The function \(\mathrm{F(x) = \frac{9}{5}(x - 273.15) + 32}\) gives the temperature, in degrees Fahrenheit, that corresponds to a temperature...

1. TRANSLATE the problem information

• Given information:
  • \(\mathrm{F(x) = \frac{9}{5}(x - 273.15) + 32}\) converts kelvins to Fahrenheit
  • Temperature increased by 9.10 kelvins
  • Need to find the increase in Fahrenheit

• What this tells us: We need to compare the Fahrenheit temperature before and after the 9.10 kelvin increase.

2. INFER the approach

• The key insight: "increased by 9.10 kelvins" means if the original temperature was x kelvins, the new temperature is \(\mathrm{(x + 9.10)}\) kelvins
• We need to find \(\mathrm{F(x + 9.10) - F(x)}\) to get the increase in Fahrenheit
• This is a difference calculation, not a direct function evaluation

3. Set up the calculation

• Original Fahrenheit temperature: \(\mathrm{F(x) = \frac{9}{5}(x - 273.15) + 32}\)
• New Fahrenheit temperature: \(\mathrm{F(x + 9.10) = \frac{9}{5}((x + 9.10) - 273.15) + 32}\)
• Increase = \(\mathrm{F(x + 9.10) - F(x)}\)

4. SIMPLIFY the difference expression

• \(\mathrm{F(x + 9.10) - F(x) = [\frac{9}{5}((x + 9.10) - 273.15) + 32] - [\frac{9}{5}(x - 273.15) + 32]}\)
• The +32 terms cancel: \(\mathrm{= \frac{9}{5}((x + 9.10) - 273.15) - \frac{9}{5}(x - 273.15)}\)
• Factor out \(\mathrm{\frac{9}{5}}\): \(\mathrm{= \frac{9}{5}[(x + 9.10 - 273.15) - (x - 273.15)]}\)
• SIMPLIFY inside the brackets: \(\mathrm{= \frac{9}{5}[x + 9.10 - 273.15 - x + 273.15]}\)
• Notice x terms and 273.15 terms cancel: \(\mathrm{= \frac{9}{5}[9.10]}\)
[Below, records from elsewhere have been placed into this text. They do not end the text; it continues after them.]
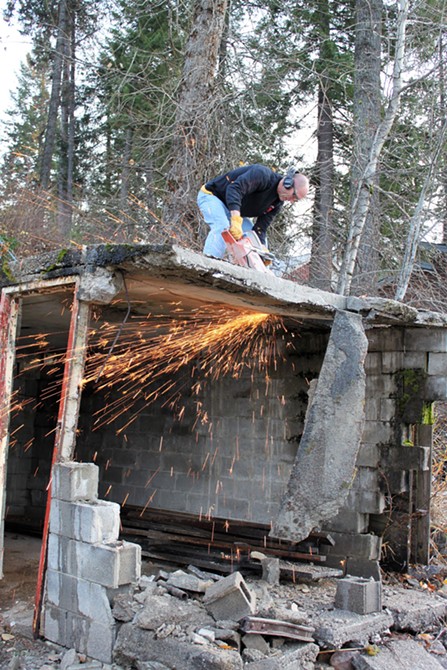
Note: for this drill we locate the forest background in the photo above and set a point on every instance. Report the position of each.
(123, 109)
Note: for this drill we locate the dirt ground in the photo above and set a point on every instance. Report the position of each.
(18, 649)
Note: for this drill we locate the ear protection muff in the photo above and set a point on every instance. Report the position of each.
(288, 179)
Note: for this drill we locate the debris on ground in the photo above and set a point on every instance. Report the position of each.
(190, 618)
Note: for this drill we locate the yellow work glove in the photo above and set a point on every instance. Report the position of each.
(266, 261)
(236, 227)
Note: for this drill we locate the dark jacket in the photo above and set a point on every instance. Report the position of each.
(251, 189)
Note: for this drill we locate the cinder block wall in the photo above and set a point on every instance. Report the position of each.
(236, 463)
(406, 371)
(87, 564)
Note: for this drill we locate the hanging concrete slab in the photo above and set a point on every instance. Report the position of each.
(325, 464)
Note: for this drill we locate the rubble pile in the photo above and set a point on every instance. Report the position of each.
(194, 620)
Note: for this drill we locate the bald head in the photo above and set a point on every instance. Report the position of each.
(298, 191)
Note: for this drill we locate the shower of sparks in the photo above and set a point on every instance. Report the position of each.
(159, 358)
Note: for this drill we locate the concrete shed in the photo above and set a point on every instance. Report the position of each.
(154, 378)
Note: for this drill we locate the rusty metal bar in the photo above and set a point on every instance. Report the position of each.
(66, 425)
(9, 318)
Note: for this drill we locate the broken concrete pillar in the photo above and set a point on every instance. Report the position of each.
(86, 563)
(230, 598)
(271, 571)
(75, 481)
(87, 522)
(100, 286)
(325, 463)
(360, 595)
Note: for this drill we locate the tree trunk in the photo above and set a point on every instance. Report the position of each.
(367, 116)
(192, 127)
(364, 186)
(54, 103)
(66, 160)
(322, 235)
(126, 220)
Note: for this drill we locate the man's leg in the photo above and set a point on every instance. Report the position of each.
(217, 216)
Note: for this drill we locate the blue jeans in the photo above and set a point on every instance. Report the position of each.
(217, 216)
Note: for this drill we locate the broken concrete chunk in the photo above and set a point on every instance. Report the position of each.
(336, 628)
(325, 463)
(202, 574)
(136, 647)
(124, 607)
(259, 625)
(230, 598)
(160, 609)
(256, 641)
(398, 655)
(358, 594)
(182, 580)
(270, 570)
(298, 656)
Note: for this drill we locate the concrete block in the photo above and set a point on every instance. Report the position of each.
(404, 457)
(75, 481)
(415, 360)
(380, 385)
(373, 362)
(334, 628)
(368, 456)
(363, 568)
(78, 596)
(371, 502)
(358, 594)
(255, 641)
(366, 479)
(437, 364)
(392, 361)
(54, 624)
(377, 431)
(270, 570)
(387, 409)
(110, 565)
(95, 522)
(366, 546)
(230, 598)
(348, 521)
(435, 388)
(425, 339)
(372, 409)
(381, 340)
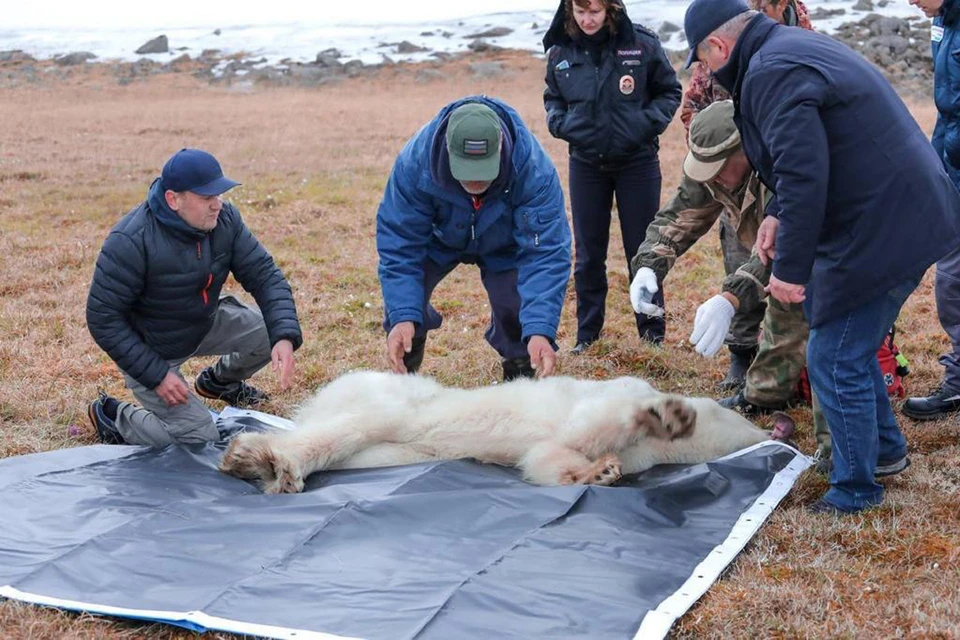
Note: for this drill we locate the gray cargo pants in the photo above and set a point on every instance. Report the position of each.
(239, 336)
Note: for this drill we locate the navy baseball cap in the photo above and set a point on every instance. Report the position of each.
(197, 171)
(703, 17)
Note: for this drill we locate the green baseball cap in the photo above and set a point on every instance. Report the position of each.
(713, 139)
(473, 142)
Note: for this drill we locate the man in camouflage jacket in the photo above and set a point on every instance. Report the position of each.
(721, 183)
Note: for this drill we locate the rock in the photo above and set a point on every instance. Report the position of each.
(353, 68)
(325, 60)
(480, 46)
(429, 75)
(496, 32)
(157, 45)
(667, 28)
(821, 14)
(16, 55)
(406, 47)
(486, 69)
(77, 57)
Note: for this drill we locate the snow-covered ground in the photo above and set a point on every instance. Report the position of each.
(366, 31)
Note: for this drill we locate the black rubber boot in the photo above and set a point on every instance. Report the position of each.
(740, 360)
(414, 359)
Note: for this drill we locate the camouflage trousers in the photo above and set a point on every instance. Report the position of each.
(773, 376)
(745, 328)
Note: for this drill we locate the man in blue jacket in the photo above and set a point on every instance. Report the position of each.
(862, 207)
(946, 141)
(155, 302)
(474, 186)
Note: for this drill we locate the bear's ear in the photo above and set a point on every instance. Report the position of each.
(782, 426)
(249, 456)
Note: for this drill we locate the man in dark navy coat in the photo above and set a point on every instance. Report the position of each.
(862, 207)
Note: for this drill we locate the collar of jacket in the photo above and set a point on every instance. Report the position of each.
(950, 12)
(557, 33)
(730, 76)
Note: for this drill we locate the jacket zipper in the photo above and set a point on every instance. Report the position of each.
(477, 203)
(204, 293)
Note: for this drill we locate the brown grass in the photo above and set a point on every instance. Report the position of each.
(76, 154)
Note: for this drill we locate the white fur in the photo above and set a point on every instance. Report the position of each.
(558, 430)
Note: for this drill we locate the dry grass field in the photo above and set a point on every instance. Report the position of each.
(76, 154)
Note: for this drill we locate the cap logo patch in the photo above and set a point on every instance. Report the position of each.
(475, 147)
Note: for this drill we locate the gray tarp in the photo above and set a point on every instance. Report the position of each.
(433, 550)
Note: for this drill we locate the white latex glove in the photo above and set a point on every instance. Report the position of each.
(711, 324)
(642, 288)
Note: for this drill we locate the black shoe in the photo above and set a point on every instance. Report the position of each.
(517, 368)
(739, 402)
(581, 346)
(106, 427)
(740, 360)
(414, 359)
(238, 394)
(938, 404)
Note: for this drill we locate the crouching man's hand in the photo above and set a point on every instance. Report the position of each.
(711, 324)
(642, 288)
(542, 356)
(399, 342)
(283, 363)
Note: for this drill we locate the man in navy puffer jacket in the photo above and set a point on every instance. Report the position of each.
(945, 39)
(862, 207)
(155, 302)
(474, 186)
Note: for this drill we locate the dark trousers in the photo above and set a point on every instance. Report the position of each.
(504, 332)
(637, 187)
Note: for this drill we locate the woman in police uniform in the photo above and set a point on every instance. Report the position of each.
(610, 93)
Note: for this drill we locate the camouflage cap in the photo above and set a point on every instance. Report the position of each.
(713, 139)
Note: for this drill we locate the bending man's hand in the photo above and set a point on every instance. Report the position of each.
(711, 324)
(642, 288)
(785, 292)
(766, 245)
(399, 342)
(282, 358)
(542, 356)
(173, 390)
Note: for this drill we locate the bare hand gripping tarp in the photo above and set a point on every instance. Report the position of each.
(434, 550)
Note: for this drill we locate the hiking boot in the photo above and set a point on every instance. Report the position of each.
(739, 402)
(238, 394)
(938, 404)
(105, 425)
(514, 368)
(581, 346)
(740, 360)
(887, 468)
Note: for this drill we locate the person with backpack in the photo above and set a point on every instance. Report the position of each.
(611, 91)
5. Calculate the final result

• \(\mathrm{\frac{9}{5} \times 9.10 = 1.8 \times 9.10 = 16.38}\)

Answer: A. 16.38

Why Students Usually Falter on This Problem

Most Common Error Path:

Weak INFER skill: Students misunderstand what the problem is asking and think they need to find \(\mathrm{F(9.10)}\) instead of finding the difference \(\mathrm{F(x + 9.10) - F(x)}\).
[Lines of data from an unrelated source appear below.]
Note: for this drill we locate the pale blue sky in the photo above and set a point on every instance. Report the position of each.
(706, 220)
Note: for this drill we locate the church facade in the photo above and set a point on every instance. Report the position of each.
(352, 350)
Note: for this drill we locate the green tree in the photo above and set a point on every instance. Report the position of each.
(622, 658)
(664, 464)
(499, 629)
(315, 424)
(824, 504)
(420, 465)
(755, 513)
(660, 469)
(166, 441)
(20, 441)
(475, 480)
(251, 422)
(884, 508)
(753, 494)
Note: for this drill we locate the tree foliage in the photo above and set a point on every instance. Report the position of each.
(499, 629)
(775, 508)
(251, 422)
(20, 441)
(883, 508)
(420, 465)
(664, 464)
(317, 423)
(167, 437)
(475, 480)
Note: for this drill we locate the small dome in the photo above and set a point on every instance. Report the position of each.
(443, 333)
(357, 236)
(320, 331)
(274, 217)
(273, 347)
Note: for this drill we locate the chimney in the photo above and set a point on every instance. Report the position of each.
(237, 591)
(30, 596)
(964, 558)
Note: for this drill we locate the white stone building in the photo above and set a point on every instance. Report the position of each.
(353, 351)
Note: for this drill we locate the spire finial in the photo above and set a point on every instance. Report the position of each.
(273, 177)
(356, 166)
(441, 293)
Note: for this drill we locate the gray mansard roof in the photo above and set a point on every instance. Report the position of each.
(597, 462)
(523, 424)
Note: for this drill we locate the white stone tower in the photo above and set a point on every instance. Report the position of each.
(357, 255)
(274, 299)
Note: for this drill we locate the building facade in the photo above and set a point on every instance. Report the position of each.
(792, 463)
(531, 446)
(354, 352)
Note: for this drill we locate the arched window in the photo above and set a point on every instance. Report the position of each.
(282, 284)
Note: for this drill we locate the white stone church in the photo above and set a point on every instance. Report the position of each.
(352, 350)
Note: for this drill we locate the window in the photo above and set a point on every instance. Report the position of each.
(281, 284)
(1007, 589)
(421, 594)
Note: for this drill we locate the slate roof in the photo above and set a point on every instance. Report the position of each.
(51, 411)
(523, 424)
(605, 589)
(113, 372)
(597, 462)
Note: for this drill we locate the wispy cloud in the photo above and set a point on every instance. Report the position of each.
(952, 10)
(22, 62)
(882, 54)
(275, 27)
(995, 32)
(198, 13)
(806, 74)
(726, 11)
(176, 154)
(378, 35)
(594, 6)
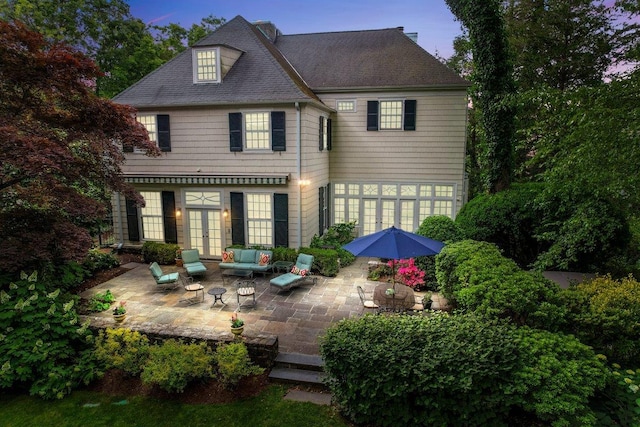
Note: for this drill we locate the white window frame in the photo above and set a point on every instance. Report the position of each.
(339, 109)
(385, 118)
(197, 66)
(260, 220)
(151, 217)
(150, 122)
(263, 144)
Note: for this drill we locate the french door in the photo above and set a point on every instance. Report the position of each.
(205, 231)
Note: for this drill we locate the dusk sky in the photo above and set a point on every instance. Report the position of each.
(431, 19)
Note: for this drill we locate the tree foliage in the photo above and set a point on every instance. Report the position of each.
(60, 151)
(124, 47)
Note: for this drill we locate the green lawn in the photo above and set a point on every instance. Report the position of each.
(85, 409)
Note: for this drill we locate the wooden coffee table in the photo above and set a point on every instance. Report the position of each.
(242, 274)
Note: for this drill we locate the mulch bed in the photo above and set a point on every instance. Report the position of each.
(117, 383)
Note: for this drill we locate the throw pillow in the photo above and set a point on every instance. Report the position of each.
(264, 259)
(227, 256)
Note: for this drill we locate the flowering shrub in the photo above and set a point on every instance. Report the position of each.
(407, 272)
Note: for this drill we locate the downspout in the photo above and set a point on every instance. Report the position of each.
(299, 170)
(119, 216)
They substitute x = 9.10 into the original function:

\(\mathrm{F(9.10) = \frac{9}{5}(9.10 - 273.15) + 32}\)

\(\mathrm{= \frac{9}{5}(-264.05) + 32}\)

\(\mathrm{= -475.29 + 32}\)

\(\mathrm{= -443.29}\)

Since this gives a negative result that doesn't match any answer choice, they get confused and might guess. Alternatively, they might take the absolute value and select a choice that seems close.

Second Most Common Error:

Poor SIMPLIFY execution: Students set up the problem correctly as \(\mathrm{F(x + 9.10) - F(x)}\) but make algebraic errors during the simplification process.

They might forget to distribute properly or make sign errors when expanding \(\mathrm{(x + 9.10) - 273.15}\), leading to incorrect intermediate calculations that don't simplify to the clean \(\mathrm{\frac{9}{5} \times 9.10}\) result.

This may lead them to select one of the incorrect choices or abandon the algebraic approach and guess.

The Bottom Line:

This problem tests whether students understand that "increase" problems require finding a difference between function values, not just evaluating the function at the given increase amount. The beautiful algebra that cancels most terms is only revealed through correct problem interpretation.